DHAKA: Myanmar's navy claimed that they have discovered more than 100 migrants men stranded for nearly a month on a southern island and rescued by Myanmar's Navy between June 30 and July 12.
Myanmar state media said on Tuesday.
Smugglers reportedly left the men on the island in the southernmost region of Tanintharyi in early June, reports news.vice.com.
A report by Myanmar state media outlet Global New Light claimed all the migrants on the island are Bengali, from neighboring Bangladesh.
"Some said they were forcibly taken from their country" the report says, "while others reported having been enticed by human traffickers to work in Malaysia."

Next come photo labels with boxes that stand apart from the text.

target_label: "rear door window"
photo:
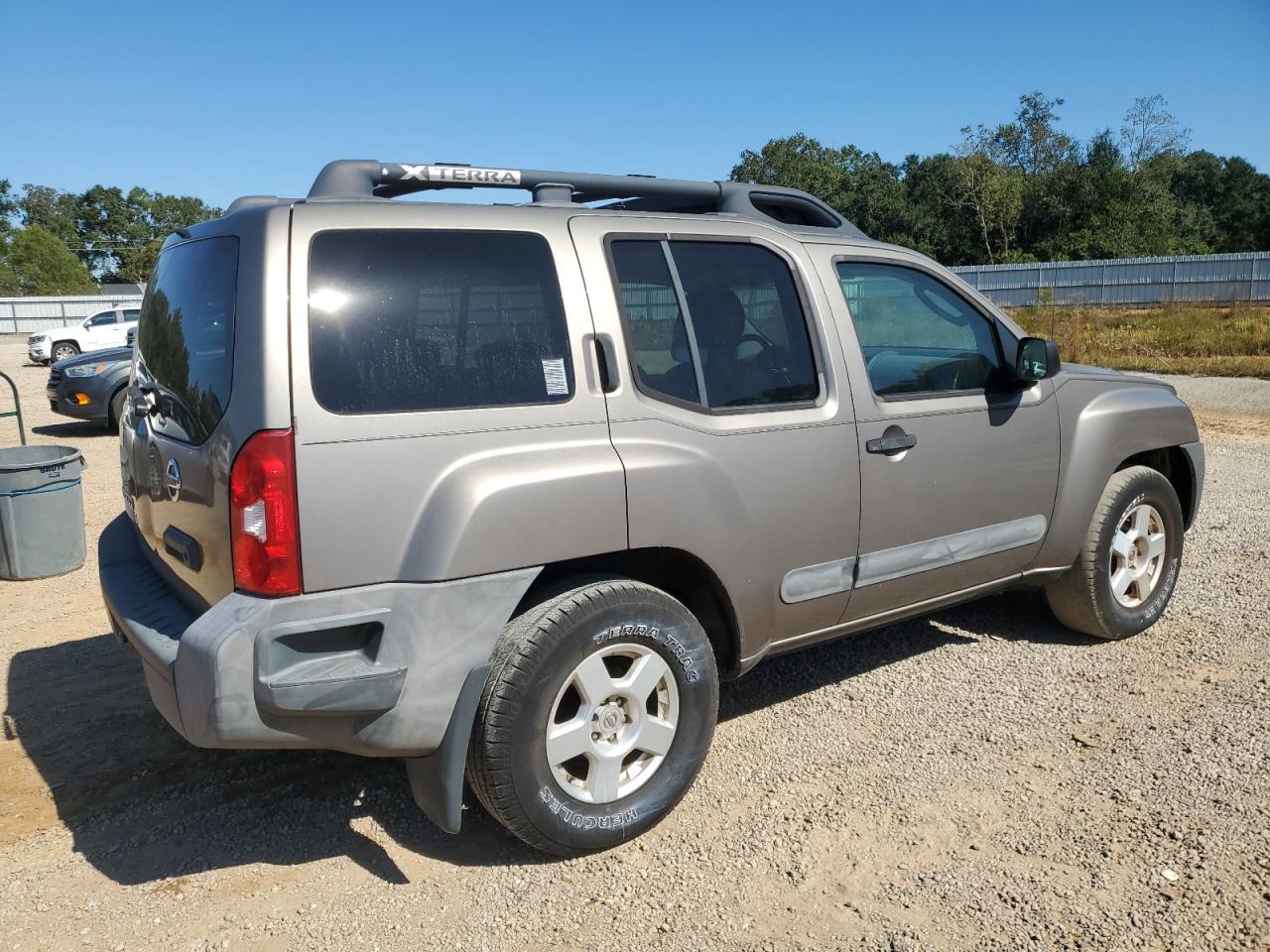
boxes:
[309,228,574,414]
[609,239,820,410]
[136,235,239,444]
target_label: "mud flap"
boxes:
[405,663,489,833]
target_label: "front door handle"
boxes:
[865,432,917,454]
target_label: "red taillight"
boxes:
[230,430,301,595]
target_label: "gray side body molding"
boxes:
[856,516,1047,588]
[781,558,856,604]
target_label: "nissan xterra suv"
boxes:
[100,162,1204,854]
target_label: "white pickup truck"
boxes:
[27,304,141,363]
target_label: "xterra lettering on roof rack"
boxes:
[300,159,867,239]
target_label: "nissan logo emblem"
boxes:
[163,459,181,503]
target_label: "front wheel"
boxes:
[467,580,718,856]
[49,340,78,364]
[1045,466,1184,639]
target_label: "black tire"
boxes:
[467,580,718,856]
[49,340,80,364]
[105,385,128,431]
[1045,466,1184,640]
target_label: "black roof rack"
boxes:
[302,159,866,239]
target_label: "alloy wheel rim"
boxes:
[1108,503,1169,608]
[545,644,680,803]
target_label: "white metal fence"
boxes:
[0,251,1270,334]
[952,251,1270,307]
[0,295,141,334]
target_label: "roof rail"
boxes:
[302,159,866,239]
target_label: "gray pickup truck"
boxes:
[100,160,1204,856]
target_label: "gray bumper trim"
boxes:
[98,514,540,757]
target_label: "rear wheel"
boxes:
[467,581,718,856]
[1045,466,1184,639]
[49,340,78,363]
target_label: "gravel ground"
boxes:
[0,343,1270,952]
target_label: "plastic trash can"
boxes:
[0,445,83,579]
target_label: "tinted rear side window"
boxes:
[309,230,572,414]
[609,239,820,410]
[136,235,239,443]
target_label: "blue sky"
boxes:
[0,0,1270,204]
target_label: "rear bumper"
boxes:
[98,514,539,757]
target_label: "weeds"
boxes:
[1010,304,1270,377]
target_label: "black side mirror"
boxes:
[1015,337,1062,384]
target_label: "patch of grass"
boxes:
[1010,303,1270,377]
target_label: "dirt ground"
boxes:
[0,337,1270,952]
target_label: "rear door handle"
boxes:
[865,432,917,453]
[591,334,617,394]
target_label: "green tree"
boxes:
[953,126,1026,264]
[4,225,98,295]
[20,182,78,248]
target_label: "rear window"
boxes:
[309,230,572,414]
[136,235,239,443]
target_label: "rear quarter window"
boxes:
[136,235,239,444]
[309,230,574,414]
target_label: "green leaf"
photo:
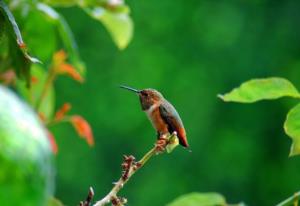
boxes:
[276,192,300,206]
[0,0,40,85]
[47,197,63,206]
[36,3,86,75]
[284,104,300,156]
[167,193,226,206]
[17,65,55,120]
[85,6,133,49]
[0,85,55,206]
[218,77,300,103]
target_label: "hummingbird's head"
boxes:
[120,86,164,111]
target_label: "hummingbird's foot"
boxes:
[155,135,169,153]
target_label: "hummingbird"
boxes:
[120,85,189,147]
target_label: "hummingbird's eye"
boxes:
[142,92,148,97]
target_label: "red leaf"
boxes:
[71,115,94,146]
[31,76,39,84]
[54,103,72,121]
[47,130,58,154]
[57,63,83,83]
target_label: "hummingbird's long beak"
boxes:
[120,85,141,93]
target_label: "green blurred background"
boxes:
[48,0,300,206]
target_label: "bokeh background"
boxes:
[48,0,300,206]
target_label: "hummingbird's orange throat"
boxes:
[120,85,189,147]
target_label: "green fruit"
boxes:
[0,85,54,206]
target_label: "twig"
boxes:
[79,187,94,206]
[88,133,178,206]
[276,191,300,206]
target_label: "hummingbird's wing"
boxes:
[159,101,189,147]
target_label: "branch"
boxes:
[81,132,178,206]
[276,191,300,206]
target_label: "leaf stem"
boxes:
[35,67,56,111]
[93,134,176,206]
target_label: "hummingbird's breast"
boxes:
[145,104,168,134]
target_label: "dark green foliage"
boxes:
[0,86,54,206]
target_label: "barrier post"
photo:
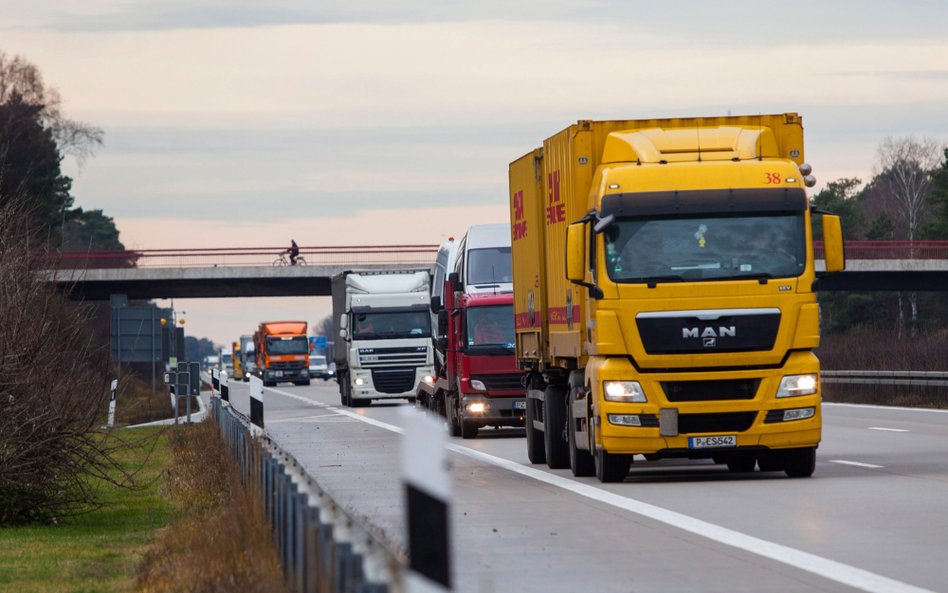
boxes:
[401,406,452,593]
[250,375,263,428]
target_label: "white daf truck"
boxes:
[332,269,434,407]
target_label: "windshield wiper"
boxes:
[643,274,685,288]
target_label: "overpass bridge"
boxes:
[44,241,948,300]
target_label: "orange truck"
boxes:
[253,321,309,387]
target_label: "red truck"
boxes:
[253,321,310,387]
[416,274,526,439]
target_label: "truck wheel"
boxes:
[461,420,477,439]
[543,385,569,469]
[523,397,546,463]
[783,447,816,478]
[566,388,596,478]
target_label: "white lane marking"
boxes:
[270,389,934,593]
[829,459,885,469]
[821,402,948,414]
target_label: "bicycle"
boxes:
[273,253,306,266]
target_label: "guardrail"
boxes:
[211,397,406,593]
[820,370,948,387]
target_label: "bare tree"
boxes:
[876,137,941,241]
[876,137,940,339]
[0,202,135,524]
[0,52,103,165]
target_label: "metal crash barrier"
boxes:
[211,397,406,593]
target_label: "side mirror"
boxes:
[566,222,586,283]
[823,214,846,272]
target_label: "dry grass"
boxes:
[136,420,287,593]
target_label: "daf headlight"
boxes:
[777,374,818,397]
[602,381,647,403]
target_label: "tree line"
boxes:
[812,137,948,340]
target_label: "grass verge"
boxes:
[0,428,174,593]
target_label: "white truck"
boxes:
[332,269,434,407]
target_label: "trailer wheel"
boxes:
[566,387,596,478]
[543,385,569,469]
[523,397,546,463]
[783,447,816,478]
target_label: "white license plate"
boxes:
[688,434,737,449]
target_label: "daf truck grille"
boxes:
[372,369,415,393]
[359,346,428,369]
[635,309,780,354]
[678,412,757,434]
[471,373,523,391]
[661,379,760,402]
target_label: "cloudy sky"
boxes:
[0,0,948,343]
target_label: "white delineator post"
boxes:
[109,379,118,428]
[401,406,452,593]
[250,375,263,428]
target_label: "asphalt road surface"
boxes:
[218,380,948,593]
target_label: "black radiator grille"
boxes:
[662,379,760,402]
[372,369,415,393]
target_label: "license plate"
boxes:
[688,434,737,449]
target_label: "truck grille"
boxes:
[270,360,307,371]
[471,373,523,391]
[661,379,760,402]
[678,412,757,434]
[359,346,428,368]
[372,369,415,393]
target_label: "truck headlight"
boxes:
[602,381,648,403]
[777,374,817,397]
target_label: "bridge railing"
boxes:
[814,241,948,259]
[37,241,948,269]
[44,245,438,269]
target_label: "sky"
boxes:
[0,0,948,344]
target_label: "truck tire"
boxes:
[566,388,596,478]
[523,397,546,464]
[461,420,477,439]
[783,447,816,478]
[543,385,569,469]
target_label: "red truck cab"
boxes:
[418,275,526,438]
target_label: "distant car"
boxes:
[309,354,336,381]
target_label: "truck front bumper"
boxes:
[587,352,822,457]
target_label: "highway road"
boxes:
[218,381,948,593]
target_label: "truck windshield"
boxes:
[464,247,513,284]
[267,336,309,354]
[465,305,514,354]
[603,212,806,282]
[352,310,431,340]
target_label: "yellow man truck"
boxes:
[509,113,844,482]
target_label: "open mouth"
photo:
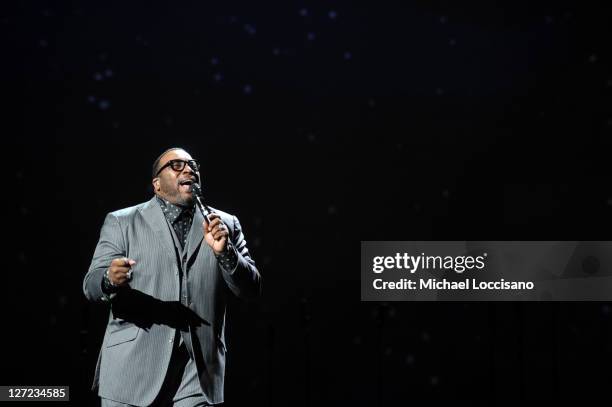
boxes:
[179,179,194,192]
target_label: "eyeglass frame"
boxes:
[155,158,200,177]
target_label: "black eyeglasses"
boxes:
[155,160,200,177]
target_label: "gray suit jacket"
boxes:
[83,197,261,406]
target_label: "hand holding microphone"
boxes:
[192,184,229,254]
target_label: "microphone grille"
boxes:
[191,184,202,196]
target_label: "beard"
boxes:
[160,184,194,207]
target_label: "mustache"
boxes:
[177,174,200,185]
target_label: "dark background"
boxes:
[0,0,612,406]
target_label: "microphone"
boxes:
[191,183,212,224]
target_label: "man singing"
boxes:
[83,148,262,407]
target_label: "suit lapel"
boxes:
[142,196,175,253]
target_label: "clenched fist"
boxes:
[108,257,136,287]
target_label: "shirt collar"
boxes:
[156,195,194,224]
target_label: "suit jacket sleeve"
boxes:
[221,216,261,299]
[83,213,126,302]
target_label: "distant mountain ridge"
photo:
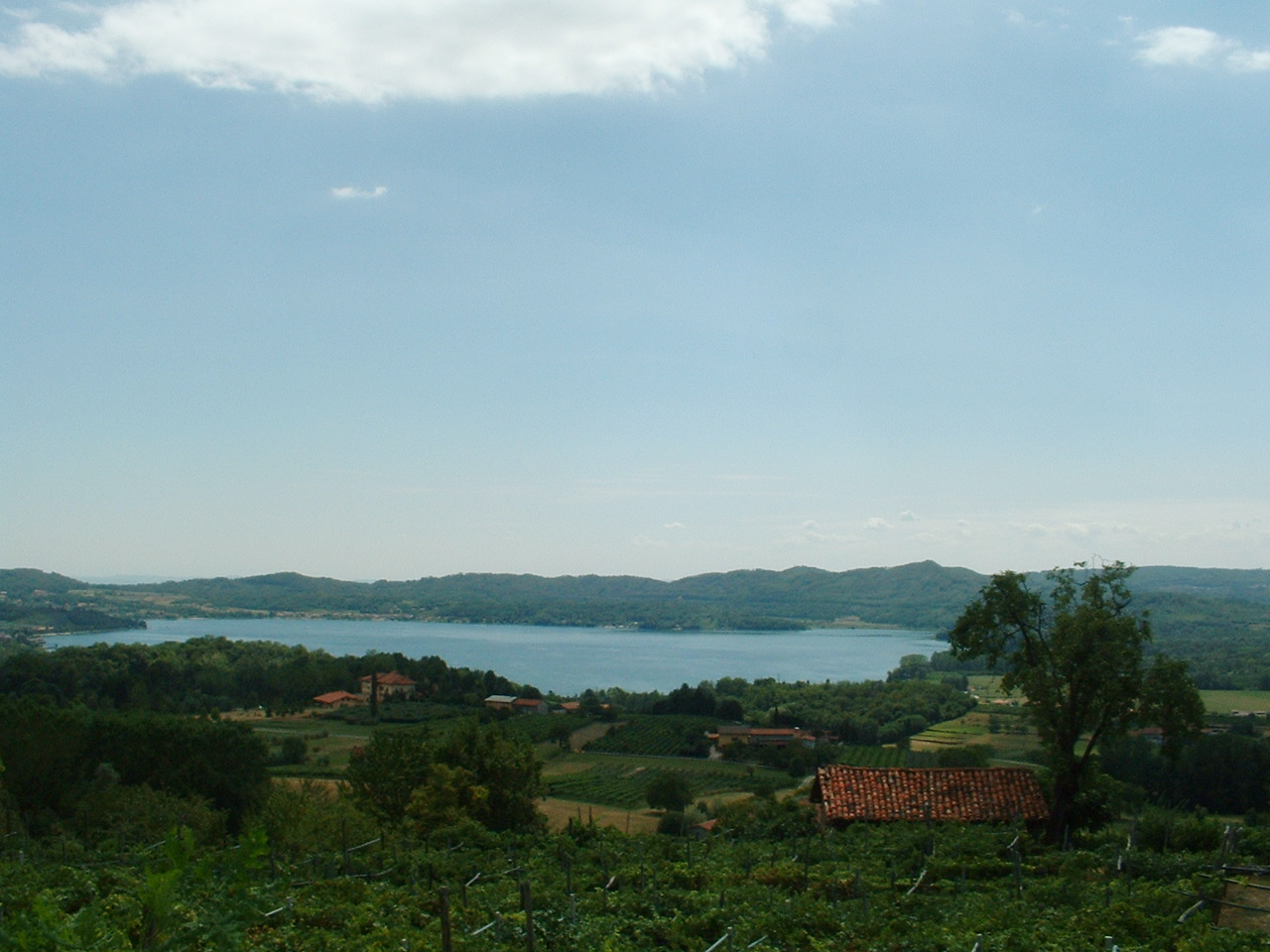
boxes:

Officials at the Bangladesh embassy in Yangon said the Myanmar government had not contacted them about the migrants.
"We have just received the news from the media," Tareque Mohammed, the deputy chief of mission, told the media. "We have received no confirmation from the Ministry of Foreign Affairs."
In May, it was estimated that more than 60,000 people had taken to the open sea in Southeast Asia in pursuit of better lives, including Muslim Rohingya fleeing systematic persecution in Myanmar and Bangladeshis fleeing poverty.
The majority of Rohingya are rendered stateless under a 1982 law which denies their claim to Burmese — now Myanmar — citizenship.
According to a report by Human Rights Watch, the Myanmar government and society "openly considers the Rohingya to be illegal immigrants from what is now Bangladesh and not a distinct "national race" of Burma”.
Myanmar official statements refer to them as "Bengali", the "so-called Rohingya" or "kalar”, a racial slur.
Human Rights Watch also describes the attacks on Rohingya communities in the Arakan region, which began in 2012, as tantamount to "crimes against humanity carried out as part of a campaign of ethnic cleansing”.